Je ne sais plus si je vous en ai déjà parlé mais la lecture occupe quelque place dans ma vie. A l'intérieur de cette place trônent en majesté une cinquantaine de livres. Et parmi ceux-ci, On Bullshit de Harry G. Frankfurt.
C’était peu de temps après m’être mis à la presse de langue anglaise.
Suivant des recommandations du Courrier international sur les incontournables de la presse en ligne anglaise et américaine, j’allais voir ce qui pouvait se lire avec un appétit que ma compréhension laborieuse de l’anglais ne parvint pas à freiner, passant de The Atlantic à Reason, du New-Yorker au New-York Times.
C’est dans ce dernier que je suis tombé, cela devait être début 2002 je dirais, sur un article narrant un dîner avec le philosophe – alors pour moi un parfait inconnu – Harry G. Frankfurt.

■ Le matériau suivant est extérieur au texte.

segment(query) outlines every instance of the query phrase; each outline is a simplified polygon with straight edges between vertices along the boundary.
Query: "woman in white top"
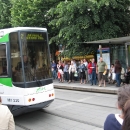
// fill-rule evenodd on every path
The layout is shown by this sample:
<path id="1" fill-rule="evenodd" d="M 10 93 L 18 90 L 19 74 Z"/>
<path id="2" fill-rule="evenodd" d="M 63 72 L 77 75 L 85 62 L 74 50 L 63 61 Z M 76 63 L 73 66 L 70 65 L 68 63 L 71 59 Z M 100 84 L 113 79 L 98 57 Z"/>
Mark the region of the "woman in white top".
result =
<path id="1" fill-rule="evenodd" d="M 1 104 L 1 97 L 0 97 L 0 130 L 15 130 L 13 115 L 7 106 Z"/>
<path id="2" fill-rule="evenodd" d="M 117 102 L 121 114 L 108 115 L 104 130 L 130 130 L 130 86 L 119 88 Z"/>
<path id="3" fill-rule="evenodd" d="M 74 65 L 73 61 L 71 61 L 71 65 L 69 66 L 69 83 L 74 82 L 74 73 L 76 71 L 76 65 Z"/>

Il faut croire que je fus assez séduit parce que peu de temps après je me mettais en chasse de l’un de ses livres, son plus fameux avais-je appris : On Bullshit.
Absolument pas familier alors de l’achat en ligne, c’est en arpentant Paris et ses librairies que je menai mes recherches.

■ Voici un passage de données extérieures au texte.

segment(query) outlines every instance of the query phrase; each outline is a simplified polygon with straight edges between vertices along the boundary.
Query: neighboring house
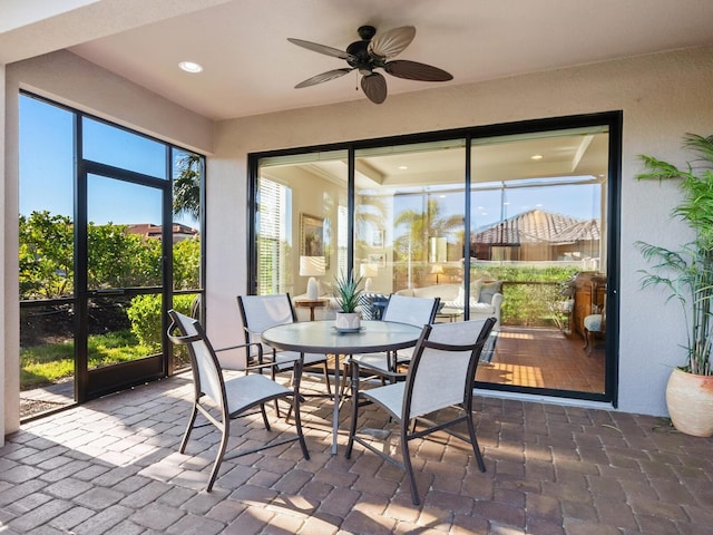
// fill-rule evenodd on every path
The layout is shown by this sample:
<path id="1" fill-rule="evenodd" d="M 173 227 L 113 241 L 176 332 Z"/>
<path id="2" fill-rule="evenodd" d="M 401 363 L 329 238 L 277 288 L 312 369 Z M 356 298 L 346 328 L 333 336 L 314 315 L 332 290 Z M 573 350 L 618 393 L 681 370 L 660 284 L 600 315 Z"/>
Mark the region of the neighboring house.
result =
<path id="1" fill-rule="evenodd" d="M 139 234 L 144 237 L 154 237 L 160 240 L 163 235 L 164 227 L 162 225 L 154 225 L 153 223 L 136 223 L 129 225 L 130 234 Z M 173 232 L 173 243 L 178 243 L 183 240 L 187 240 L 191 237 L 196 237 L 198 235 L 198 231 L 195 228 L 191 228 L 189 226 L 182 225 L 180 223 L 174 223 L 172 226 Z"/>
<path id="2" fill-rule="evenodd" d="M 583 261 L 599 259 L 599 221 L 531 210 L 476 233 L 478 260 Z"/>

Il m’a fallu pour la première fois pénétrer dans des boutiques spécialisées en langue anglaise. La crainte que ma compréhension laborieuse de l’anglais soit source de situation embarrassante, j’ai dû me faire violence pour y pénétrer, faire ma demande dans un sabir mal articulé et prononcé au plus vite comme pour me débarrasser des mots et presque espérer un réponse négative pour enlever au plus vite de la vue du vendeur ma face écarlate.
En vérité, la plupart des gens que j’y ai rencontrés maîtrisaient parfaitement le français, mais malgré cela, me faisant répéter plusieurs fois ma demande, l’aspect gênant de ma démarche n’a pas été non plus tout à fait en-dessous de mes appréhensions.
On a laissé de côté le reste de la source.